One card is selected from a deck of playing cards. Determine the probability of selecting:
a card greater than 9 or a black card
26 black cards + 10 red cards above 9 = 36
Probability: 36/52 = 9/13
Ms. Sue, number of cards greater than 9 = 4 (suits) * 4 (10, j, Q, K) = 16
but that includes the 8 black cards greater than 9 already counted in the black cards. What is the final answer? I'm lost :(
You're looking for a card greater than 9 or a black card.
Which cards are considered greater than 9 depends upon the game you're playing. All of the games I play include the Ace as a high card.
ooooooh ok
The number of cards greater than 9 or black= the number of cards greater then 9 + the number of black cards - the number of black cards greater then 9
=5*4 + 26 - 5*2=36
Probability=36/52
what is the answer if the ace is considered a low card?
To determine the probability of selecting a card greater than 9 or a black card, we first need to count the number of cards that meet either condition, and then divide that number by the total number of cards in the deck.
In a standard deck of playing cards, there are a total of 52 cards. Out of these 52 cards, there are 4 suits: hearts ♡, diamonds ♢, clubs ♣, and spades ♠. Each suit has 13 cards: Ace, 2, 3, 4, 5, 6, 7, 8, 9, 10, Jack, Queen, and King.
To calculate the probability, we need to count the number of cards that meet either condition.
1. Cards greater than 9:
In each suit (hearts, diamonds, clubs, and spades), there are 4 cards greater than 9: 10, Jack, Queen, and King. Therefore, there are a total of 4 * 4 = 16 cards greater than 9.
2. Black cards:
In each suit, there are 2 black cards: clubs and spades. Therefore, there are a total of 2 * 4 = 8 black cards.
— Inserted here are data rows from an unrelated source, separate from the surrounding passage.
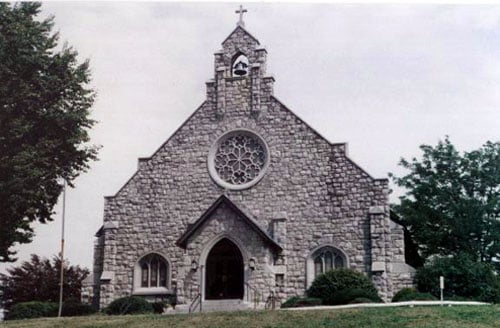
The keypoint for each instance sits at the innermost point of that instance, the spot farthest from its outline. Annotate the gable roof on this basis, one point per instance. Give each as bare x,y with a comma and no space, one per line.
239,27
183,240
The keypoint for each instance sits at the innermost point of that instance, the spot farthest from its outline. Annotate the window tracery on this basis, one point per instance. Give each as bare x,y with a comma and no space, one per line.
238,159
153,271
326,259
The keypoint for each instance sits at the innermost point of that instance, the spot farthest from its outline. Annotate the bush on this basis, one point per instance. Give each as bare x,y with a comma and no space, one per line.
35,309
342,286
411,294
297,301
360,300
463,277
129,305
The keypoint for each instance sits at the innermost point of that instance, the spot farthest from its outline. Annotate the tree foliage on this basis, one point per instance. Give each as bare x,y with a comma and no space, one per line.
463,277
44,121
452,203
38,280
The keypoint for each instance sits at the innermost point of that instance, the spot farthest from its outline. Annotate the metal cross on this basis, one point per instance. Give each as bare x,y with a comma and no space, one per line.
241,11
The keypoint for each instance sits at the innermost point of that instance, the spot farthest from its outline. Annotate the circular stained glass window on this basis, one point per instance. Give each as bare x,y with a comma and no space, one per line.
238,159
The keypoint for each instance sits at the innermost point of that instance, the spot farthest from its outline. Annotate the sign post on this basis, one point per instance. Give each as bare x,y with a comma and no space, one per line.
441,287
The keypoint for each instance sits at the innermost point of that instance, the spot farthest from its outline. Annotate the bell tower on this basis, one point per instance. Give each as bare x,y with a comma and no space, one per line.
240,83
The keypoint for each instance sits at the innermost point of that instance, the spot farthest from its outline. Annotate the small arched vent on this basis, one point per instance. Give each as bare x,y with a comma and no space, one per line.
240,66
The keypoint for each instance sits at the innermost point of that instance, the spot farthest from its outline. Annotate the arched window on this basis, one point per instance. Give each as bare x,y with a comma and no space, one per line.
327,258
239,67
154,270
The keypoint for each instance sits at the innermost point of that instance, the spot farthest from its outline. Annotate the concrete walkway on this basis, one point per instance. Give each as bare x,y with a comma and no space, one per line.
397,304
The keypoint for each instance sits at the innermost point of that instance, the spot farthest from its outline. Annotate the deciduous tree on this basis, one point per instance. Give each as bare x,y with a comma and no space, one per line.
44,121
38,280
452,202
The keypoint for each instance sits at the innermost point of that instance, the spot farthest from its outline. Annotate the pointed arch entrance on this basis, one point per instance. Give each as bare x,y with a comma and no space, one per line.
224,273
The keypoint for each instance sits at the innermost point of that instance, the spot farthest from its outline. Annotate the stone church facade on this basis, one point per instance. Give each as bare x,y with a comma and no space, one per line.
245,199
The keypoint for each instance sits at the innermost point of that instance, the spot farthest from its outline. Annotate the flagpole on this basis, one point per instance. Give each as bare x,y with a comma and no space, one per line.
62,251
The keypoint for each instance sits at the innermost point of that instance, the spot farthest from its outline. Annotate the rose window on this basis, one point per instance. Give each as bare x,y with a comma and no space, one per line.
238,159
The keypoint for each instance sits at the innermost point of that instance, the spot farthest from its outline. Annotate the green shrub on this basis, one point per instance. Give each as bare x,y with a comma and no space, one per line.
463,277
35,309
129,305
360,300
411,294
341,286
297,301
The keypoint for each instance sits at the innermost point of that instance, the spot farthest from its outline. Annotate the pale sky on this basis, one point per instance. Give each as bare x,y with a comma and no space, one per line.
384,78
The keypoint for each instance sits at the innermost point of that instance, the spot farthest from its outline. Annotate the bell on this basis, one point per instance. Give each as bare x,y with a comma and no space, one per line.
240,68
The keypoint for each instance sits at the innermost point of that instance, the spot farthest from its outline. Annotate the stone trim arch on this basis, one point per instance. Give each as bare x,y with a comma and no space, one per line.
310,260
208,247
244,59
137,289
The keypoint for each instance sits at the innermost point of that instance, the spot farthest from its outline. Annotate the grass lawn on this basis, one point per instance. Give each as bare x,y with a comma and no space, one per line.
447,317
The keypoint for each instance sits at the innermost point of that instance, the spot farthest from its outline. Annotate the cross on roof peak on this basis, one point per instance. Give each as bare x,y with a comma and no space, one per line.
241,11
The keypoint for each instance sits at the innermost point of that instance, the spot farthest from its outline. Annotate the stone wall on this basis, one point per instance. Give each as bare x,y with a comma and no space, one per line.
322,195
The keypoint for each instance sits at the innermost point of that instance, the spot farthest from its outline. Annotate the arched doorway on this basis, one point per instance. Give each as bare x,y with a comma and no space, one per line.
224,272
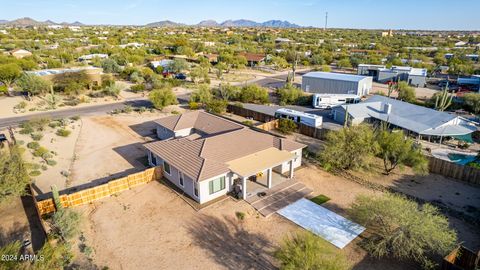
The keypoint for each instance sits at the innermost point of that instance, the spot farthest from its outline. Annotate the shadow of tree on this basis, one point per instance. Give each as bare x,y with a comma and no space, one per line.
230,244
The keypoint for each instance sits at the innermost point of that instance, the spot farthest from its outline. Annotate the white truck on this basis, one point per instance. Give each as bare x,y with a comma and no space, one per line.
327,101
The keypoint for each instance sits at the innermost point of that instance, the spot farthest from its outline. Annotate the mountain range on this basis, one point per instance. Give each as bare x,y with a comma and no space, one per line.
207,23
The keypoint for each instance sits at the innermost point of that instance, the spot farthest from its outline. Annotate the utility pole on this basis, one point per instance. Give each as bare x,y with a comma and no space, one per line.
326,21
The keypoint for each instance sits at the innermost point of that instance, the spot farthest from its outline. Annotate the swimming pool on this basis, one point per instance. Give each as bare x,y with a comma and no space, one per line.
461,158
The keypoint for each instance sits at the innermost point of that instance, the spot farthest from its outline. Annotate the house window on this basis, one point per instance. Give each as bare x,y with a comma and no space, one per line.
195,189
216,185
180,176
166,167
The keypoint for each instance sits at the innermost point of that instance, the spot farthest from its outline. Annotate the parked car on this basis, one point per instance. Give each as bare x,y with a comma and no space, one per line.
180,76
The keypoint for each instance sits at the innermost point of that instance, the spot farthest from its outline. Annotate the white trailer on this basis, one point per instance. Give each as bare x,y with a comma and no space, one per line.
327,101
299,117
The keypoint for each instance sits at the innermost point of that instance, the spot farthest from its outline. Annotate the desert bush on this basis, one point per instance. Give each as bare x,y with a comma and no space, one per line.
36,136
33,145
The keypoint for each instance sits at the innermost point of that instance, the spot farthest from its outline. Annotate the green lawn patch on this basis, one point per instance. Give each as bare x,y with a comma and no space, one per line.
320,199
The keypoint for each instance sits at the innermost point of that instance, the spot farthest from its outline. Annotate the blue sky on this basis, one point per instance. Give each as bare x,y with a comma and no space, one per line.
385,14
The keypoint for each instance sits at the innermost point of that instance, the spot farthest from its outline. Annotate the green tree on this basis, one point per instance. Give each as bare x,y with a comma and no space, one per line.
286,126
9,73
472,100
13,173
163,97
406,92
178,65
344,63
289,94
110,66
33,84
253,93
217,106
352,147
402,229
396,150
307,251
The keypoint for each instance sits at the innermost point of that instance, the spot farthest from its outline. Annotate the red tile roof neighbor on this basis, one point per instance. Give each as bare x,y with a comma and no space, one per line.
206,157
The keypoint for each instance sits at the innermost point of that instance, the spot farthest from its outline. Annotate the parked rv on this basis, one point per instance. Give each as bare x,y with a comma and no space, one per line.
299,117
327,101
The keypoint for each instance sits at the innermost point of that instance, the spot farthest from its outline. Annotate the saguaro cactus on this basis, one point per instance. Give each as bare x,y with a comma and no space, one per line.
444,100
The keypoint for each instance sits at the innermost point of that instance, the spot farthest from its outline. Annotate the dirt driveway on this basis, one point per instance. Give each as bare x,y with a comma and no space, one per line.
111,146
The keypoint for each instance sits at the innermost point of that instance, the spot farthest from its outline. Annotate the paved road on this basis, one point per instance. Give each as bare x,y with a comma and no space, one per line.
81,111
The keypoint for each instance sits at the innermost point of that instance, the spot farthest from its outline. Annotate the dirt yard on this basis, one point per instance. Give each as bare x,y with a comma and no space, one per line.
111,146
151,227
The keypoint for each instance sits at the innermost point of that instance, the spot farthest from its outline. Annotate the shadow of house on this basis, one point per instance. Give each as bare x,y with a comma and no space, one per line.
230,245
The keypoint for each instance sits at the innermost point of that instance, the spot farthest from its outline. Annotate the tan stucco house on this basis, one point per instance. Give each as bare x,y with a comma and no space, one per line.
208,156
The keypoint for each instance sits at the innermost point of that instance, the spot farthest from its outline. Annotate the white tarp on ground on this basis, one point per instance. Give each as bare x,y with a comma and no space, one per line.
332,227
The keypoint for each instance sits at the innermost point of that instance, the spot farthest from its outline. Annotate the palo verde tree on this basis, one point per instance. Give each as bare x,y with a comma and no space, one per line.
403,229
396,150
13,173
9,73
352,147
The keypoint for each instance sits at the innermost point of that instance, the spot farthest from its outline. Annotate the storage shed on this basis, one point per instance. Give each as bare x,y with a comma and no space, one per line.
336,83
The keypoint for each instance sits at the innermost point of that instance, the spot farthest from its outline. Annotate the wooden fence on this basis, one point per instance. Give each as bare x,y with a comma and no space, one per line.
449,169
461,258
98,192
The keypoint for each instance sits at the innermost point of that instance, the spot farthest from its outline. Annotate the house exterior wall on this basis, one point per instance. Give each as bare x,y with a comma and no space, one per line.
204,191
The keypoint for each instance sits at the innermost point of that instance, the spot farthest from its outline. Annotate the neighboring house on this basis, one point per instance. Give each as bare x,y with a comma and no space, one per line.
416,120
20,53
93,73
207,156
253,59
414,76
336,83
89,57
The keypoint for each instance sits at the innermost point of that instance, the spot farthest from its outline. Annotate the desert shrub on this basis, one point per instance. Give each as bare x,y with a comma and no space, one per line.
305,250
137,88
193,105
33,145
40,151
286,126
35,173
63,132
65,223
36,136
240,215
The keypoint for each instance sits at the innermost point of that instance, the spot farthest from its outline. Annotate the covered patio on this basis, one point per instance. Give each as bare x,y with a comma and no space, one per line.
256,171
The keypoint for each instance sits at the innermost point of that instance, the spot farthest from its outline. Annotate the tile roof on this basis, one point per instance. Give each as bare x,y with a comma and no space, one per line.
205,157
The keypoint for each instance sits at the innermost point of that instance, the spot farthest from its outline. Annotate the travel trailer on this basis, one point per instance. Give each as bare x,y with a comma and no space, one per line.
299,117
327,101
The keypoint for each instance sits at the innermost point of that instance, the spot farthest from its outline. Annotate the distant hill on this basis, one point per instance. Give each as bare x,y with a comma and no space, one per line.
31,22
164,24
208,23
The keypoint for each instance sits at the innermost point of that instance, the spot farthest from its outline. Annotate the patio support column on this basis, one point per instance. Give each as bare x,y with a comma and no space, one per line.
244,188
291,169
269,178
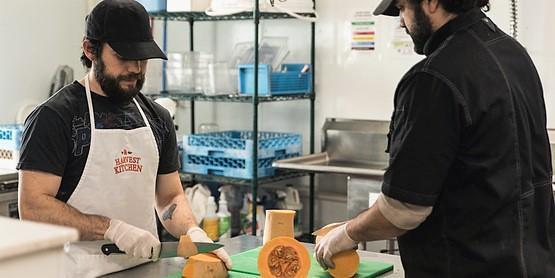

Now, we need to determine the number of cards that satisfy both conditions (greater than 9 and black). Since there are no black cards greater than 9, this number is 0.
To find the probability, we add the number of cards greater than 9 (16) to the number of black cards (8), and subtract the cards that meet both conditions (0): 16 + 8 - 0 = 24.
Therefore, the probability of selecting a card that is greater than 9 or a black card is 24/52, which simplifies to 6/13.